Last week, P&G reported what was headlined as the company’s biggest quarterly sales increase in 15 years as consumers and businesses continued to be concerned with cleaning and disinfecting needs during the pandemic. Organic sales growth reportedly grew 9 percent on a year-over-year basis. While sales levels increased in each of the company’s business units, the fabric and home care product areas led in that increase.
Beyond Tide and other branded laundry detergent the consumer goods producer benefitted from the strongest growth in unit sales of Swiffer branded mops and Dawn dish detergent. Sales of branded toilet paper and paper towels also increased in midst of continued constrained supply challenges. The antibacterial surface cleaner Microban 24, introduced in February, reportedly is on track to reach $200 million in annual sales.
Company CFO Jon Moeller now indicates that he does not see any reason why the company should not be able to sustain its growth momentum, including fabric and home care businesses. The company’s guidance for fiscal 2021 now reflects revenue growth of 4 to 5 percent, an increase from the prior forecast of 2 to 4 percent growth.
Despite his overall optimism, Moeller indicated that P&G is not immune to looming challenges and that the biggest risks or upside opportunities lie in supply network constraints.

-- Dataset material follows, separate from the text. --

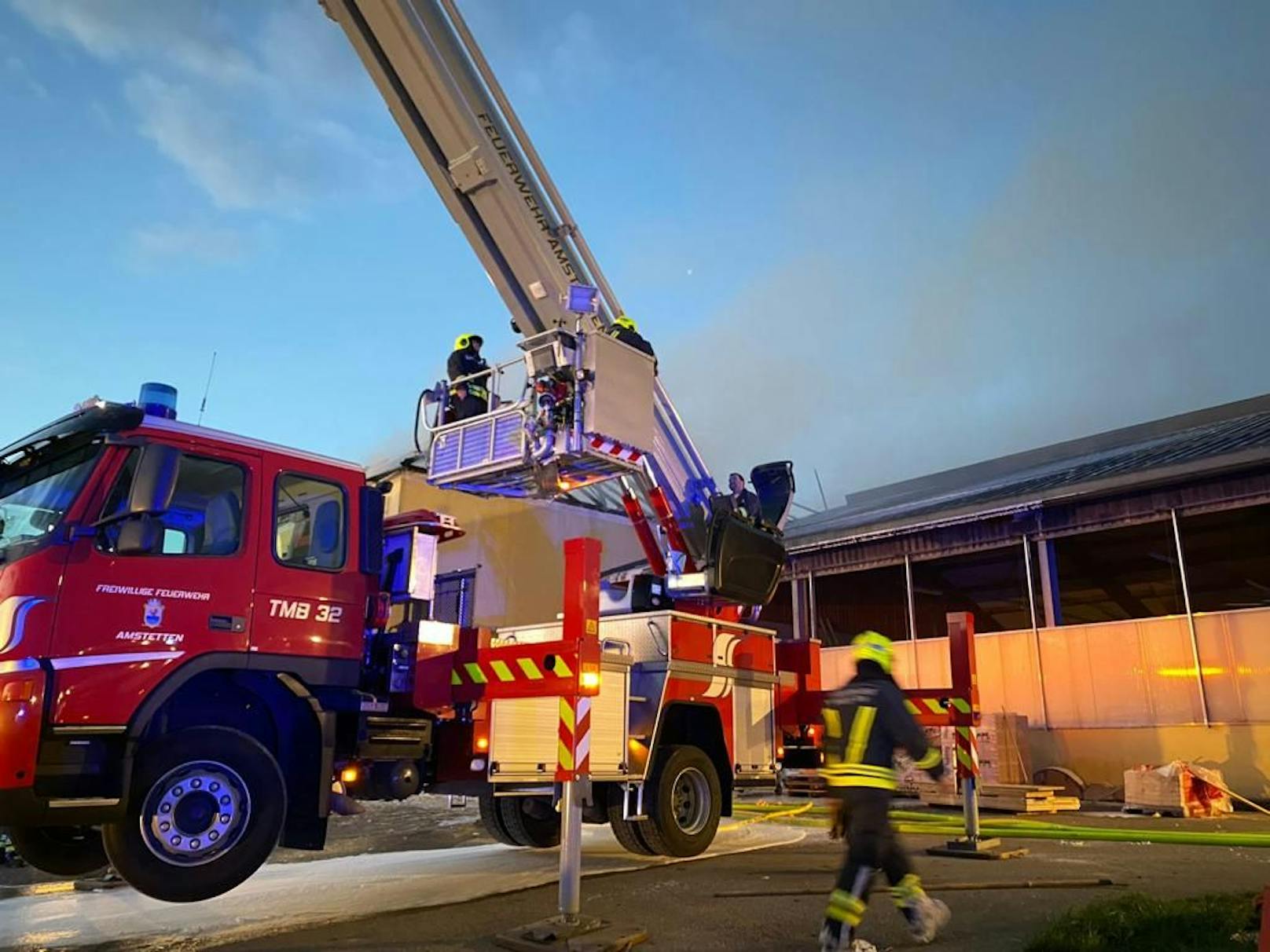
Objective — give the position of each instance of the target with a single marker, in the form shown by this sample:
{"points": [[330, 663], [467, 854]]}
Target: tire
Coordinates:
{"points": [[626, 832], [60, 851], [492, 819], [198, 852], [685, 804], [531, 822]]}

Our goal is these ongoing profiles is to provide evidence of how various supply chains have been able to respond as well as pivot to the unprecedented challenges brought forward by this pandemic. In the specific case of cleaning and disinfecting products, the challenge remains extraordinary added product demand, levels that before the pandemic could not have been foreseen or planned for. The other obvious challenge was having to plan for unprecedented increases in supply levels when raw materials are constrained, workers requiring added safety measures, and supply chain management support workers mostly working from personal residences. Reliance on added digital tools was not an option.
Finally there are the opportunities that come from exploding consumer demand, and the ability for teams to further demonstrate the agility needed to plan for and execute new product deployments.
These provide definitive examples of where Supply Chains Do Matter in business outcomes.